If the US authorities invoke the provisions of the National Defence Authorisation Act and charge Assange as “a person who was a part of or substantially supported al-Qaeda, the Taliban, or associated forces that are engaged in hostilities against the United States “ he too could be subjected to indefinite military detention without charge or trial. Publishing secret documents about the conduct of the war against terrorism could provide sufficient grounds to demonstrate “substantial support”. No wonder Assange is wary and the Ecuadorians who provide him with asylum are protective. 

Meantime, WikiLeaks and the internet video pirates have generated a powerful US military-industrial alliance of interests in more aggressive regulation of the free-flow of information made possible by the internet.

The latest player to join the action is the International Telecommunications Union  [ITU}– an arm of the United Nations. In Dubai next December, it will debate a plan to manage the operation of the internet.

Ironically, it was the US Federal Communications Commissioner Robert McDowell who warned that some of the countries that belong to the ITU—each of which gets a single vote— are interested in restraining the essential freedom of the Internet because it causes problems for dictatorships and autocracies.

At the same time, we need to recall our Prime Minister's statement last year that New Zealand would need the highly contentious internet access banning provision – Section 92 (a) – in the Copyright Act if we want to get a trade agreement with the United States.

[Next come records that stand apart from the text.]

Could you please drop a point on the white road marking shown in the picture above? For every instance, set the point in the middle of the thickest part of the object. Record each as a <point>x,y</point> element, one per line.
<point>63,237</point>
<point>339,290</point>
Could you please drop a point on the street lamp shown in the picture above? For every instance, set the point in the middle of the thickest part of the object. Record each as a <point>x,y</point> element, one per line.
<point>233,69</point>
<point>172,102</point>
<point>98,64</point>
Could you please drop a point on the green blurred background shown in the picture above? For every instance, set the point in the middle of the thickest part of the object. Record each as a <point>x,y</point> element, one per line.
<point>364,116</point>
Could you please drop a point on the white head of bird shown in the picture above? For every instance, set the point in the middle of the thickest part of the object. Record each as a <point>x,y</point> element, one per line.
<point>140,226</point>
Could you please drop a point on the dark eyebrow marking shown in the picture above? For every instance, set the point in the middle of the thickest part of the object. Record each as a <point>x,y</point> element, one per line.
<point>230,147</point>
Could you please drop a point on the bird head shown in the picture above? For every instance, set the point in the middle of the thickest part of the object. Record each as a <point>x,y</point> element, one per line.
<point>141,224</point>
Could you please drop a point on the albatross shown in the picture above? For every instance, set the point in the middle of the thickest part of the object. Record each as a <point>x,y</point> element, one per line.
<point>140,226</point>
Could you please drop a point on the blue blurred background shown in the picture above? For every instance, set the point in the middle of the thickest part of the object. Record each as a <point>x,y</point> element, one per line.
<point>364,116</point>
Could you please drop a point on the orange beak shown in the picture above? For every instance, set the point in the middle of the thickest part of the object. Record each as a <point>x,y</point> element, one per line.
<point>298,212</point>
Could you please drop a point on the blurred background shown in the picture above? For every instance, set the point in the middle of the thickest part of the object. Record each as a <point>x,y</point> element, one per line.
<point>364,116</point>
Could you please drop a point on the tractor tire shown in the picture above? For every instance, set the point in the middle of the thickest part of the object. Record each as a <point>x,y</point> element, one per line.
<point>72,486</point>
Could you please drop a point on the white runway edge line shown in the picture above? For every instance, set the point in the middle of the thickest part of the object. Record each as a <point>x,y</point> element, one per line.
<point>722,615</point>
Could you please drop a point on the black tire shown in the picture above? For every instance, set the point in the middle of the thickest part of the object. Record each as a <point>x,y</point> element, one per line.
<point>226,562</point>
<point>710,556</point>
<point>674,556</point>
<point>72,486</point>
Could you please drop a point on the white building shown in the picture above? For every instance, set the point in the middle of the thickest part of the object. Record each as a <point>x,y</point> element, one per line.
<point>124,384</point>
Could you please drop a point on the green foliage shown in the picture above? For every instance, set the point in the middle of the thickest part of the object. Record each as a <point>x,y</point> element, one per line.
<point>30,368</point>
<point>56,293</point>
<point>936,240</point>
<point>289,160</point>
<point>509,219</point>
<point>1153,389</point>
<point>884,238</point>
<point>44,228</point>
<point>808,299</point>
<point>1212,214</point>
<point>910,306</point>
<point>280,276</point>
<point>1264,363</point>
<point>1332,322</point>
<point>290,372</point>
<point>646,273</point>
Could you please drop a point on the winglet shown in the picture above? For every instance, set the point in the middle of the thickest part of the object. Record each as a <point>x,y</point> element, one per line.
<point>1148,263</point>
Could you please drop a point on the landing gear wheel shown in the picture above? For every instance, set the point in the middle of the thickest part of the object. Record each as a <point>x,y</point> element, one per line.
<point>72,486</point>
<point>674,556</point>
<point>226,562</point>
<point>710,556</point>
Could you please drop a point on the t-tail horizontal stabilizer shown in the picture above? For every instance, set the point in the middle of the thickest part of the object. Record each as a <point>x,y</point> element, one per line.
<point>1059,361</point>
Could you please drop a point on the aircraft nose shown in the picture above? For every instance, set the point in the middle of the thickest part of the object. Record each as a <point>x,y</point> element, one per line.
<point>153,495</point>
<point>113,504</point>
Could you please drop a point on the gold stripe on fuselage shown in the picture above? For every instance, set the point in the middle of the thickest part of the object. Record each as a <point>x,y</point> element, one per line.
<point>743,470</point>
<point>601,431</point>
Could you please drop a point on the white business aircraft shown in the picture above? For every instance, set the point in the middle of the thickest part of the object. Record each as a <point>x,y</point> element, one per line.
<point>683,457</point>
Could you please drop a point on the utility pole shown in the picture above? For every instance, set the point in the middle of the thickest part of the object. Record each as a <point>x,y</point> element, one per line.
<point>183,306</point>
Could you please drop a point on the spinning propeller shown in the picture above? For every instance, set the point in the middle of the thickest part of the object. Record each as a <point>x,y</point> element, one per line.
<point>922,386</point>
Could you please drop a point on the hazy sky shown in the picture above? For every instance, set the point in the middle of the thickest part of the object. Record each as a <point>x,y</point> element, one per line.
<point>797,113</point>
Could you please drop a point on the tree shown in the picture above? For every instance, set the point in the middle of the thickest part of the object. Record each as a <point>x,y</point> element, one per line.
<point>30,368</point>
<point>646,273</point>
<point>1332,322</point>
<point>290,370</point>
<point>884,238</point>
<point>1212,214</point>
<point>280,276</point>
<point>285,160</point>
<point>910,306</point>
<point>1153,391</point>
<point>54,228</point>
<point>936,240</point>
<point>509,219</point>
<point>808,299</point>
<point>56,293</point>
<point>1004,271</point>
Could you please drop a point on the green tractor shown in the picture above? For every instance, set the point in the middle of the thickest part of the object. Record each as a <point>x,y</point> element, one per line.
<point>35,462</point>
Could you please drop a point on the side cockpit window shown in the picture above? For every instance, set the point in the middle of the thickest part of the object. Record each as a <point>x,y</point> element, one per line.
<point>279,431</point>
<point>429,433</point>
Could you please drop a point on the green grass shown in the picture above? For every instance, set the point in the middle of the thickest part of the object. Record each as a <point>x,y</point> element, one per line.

There is still a provision for court-ordered suspension of internet access for copyright infringers in our law, but it requires the signing of an Order-in-Council by the Governor General to be activated. That could happen at any time. Perhaps December could be the chosen time. That’s when the Obama schedule sees a Trans-Pacific Partnership in place and the ITU meets on the new internet management regime in Dubai.

We may be laughing along at all of the media-managed buffoonery of the  Dotcom case now.There could be tears beyond Christmas.